# 59 Wasp w/middleweight features



## cds2323 (Sep 8, 2013)

I found this 59 Wasp awhile ago. The bike is radiant blue and has the teardrop S rear reflector, blue vinyl seat w/chrome springs and crash rail, bow pedals and chrome cap on fork. The accent paint on the fenders is also dual pointed which flow into the pinstripes. These are features which I usually associate w/middleweights. It also has original WW typhoon tires(very well used). 
   Is this Wasp any more desirable than other Wasps? Been trying to figure out a value but most I've seen are beat up or didn't sell. Seems like a nice red 59 (w/single spear on fender) was parted out on here a year or two ago due to not selling whole and was only 200$ or so. 



   I added the Seiss lights where the basket that was on the bike left marks on the handlebars. The bike had a large front basket when found and still has a Detroit license plate behind seat. Probably used to deliver newspapers. 
   I've been looking but have yet to find a catalog pic or other Wasp set up this way.
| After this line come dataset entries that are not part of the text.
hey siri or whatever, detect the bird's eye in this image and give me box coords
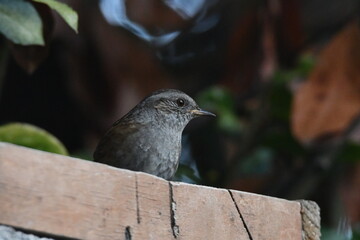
[176,98,185,107]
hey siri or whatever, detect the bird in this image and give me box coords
[93,89,215,180]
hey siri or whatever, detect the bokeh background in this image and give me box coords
[0,0,360,239]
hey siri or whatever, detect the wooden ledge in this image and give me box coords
[0,142,320,240]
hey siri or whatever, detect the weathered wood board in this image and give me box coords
[0,142,319,240]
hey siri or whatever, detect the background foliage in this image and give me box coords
[0,0,359,239]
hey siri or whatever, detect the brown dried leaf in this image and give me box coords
[292,22,360,143]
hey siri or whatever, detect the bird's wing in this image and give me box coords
[93,121,143,168]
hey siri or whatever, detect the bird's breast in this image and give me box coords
[136,126,182,177]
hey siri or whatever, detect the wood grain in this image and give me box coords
[0,142,319,240]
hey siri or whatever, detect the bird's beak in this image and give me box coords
[190,108,216,117]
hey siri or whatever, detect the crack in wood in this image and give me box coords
[135,174,141,224]
[125,226,132,240]
[228,190,253,240]
[169,182,179,238]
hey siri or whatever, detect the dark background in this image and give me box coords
[0,0,359,238]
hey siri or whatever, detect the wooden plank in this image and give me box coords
[171,182,249,239]
[0,142,316,240]
[133,173,174,239]
[230,190,302,240]
[0,143,138,240]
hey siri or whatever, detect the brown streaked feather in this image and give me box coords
[93,122,142,167]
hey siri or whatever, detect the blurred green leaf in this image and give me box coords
[71,150,93,161]
[272,70,295,85]
[32,0,78,33]
[217,111,242,133]
[269,54,315,122]
[354,227,360,240]
[238,146,273,175]
[272,54,315,85]
[197,86,236,112]
[296,54,316,76]
[0,122,68,155]
[322,229,348,240]
[0,0,44,45]
[269,80,292,121]
[321,227,357,240]
[262,126,305,156]
[197,86,242,133]
[337,141,360,163]
[174,164,202,184]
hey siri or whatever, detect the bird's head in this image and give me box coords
[139,89,215,129]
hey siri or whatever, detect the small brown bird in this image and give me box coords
[93,89,215,180]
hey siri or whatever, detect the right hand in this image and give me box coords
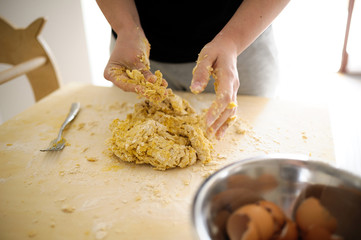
[191,36,240,140]
[103,27,167,94]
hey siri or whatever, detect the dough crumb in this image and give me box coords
[302,131,308,140]
[61,205,75,213]
[81,147,89,153]
[93,222,109,240]
[77,123,85,130]
[28,231,37,238]
[86,156,98,162]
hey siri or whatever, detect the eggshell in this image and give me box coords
[227,174,278,193]
[226,212,260,240]
[296,197,337,233]
[275,218,298,240]
[256,174,278,192]
[330,234,344,240]
[227,174,259,190]
[258,200,286,232]
[235,204,275,240]
[303,226,332,240]
[212,210,231,240]
[211,188,263,213]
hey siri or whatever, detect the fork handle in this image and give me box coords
[56,102,81,141]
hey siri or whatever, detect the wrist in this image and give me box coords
[112,16,142,35]
[212,33,240,58]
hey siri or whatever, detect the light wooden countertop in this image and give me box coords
[0,83,335,240]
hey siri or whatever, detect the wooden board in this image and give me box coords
[0,83,334,240]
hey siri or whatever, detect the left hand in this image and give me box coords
[190,35,240,139]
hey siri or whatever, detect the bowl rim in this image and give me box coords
[191,153,361,240]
Most are very plain. I've seen some deluxe middleweights with painted fenders this way but no ballooners with the teardrop S reflector.


----------



## GTs58 (Sep 8, 2013)

Nice looking Wasp, and I can say I haven't seen that many in R. Blue. The fenders look like a set off a 1959 Panther II and it had the S reflector. The Wasp never came with that reflector, the bow pedals or that deluxe seat with crash rail. Fork markings look correct and a chrome fork crown is an easy add on. Over all, I think it's a very cool looking ride.


----------



## cds2323 (Sep 8, 2013)

The fenders on this bike are full balloon size and have only the two holes drilled in the rear fender for the reflector. Must have left the factory that way. 
   The bike was found at an estate sale and probably hadn't been ridden in years. It was very dirty and rusty. The seat and pedals match the amount of wear to the rest of the bike. Tires are almost bald. Looked to me like it was used for years to deliver papers and then parked. The fork crown is original, not added. I've seen other Wasps w/the fork crown. 
    The only thing I've done is remove the large front basket and replace w/lights. The aftermarket chrome rack was on it when found. I also cleaned the rust and dirt, oaxalic acid did wonders to the chrome.


----------



## cds2323 (Sep 8, 2013)

Forgot to add another feature found on other more deluxe Schwinns. The headset construction. Many Wasps that I've seen have the regular style headset.


----------



## Rivnut (Sep 8, 2013)

cds2323 said:


> license plate behind seat. Probably used to deliver newspapers.
> I've been looking but have yet to find a catalog pic or other Wasp set up this way. Most are very plain. I've seen some deluxe middleweights with painted fenders this way but no ballooners with the teardrop S reflector.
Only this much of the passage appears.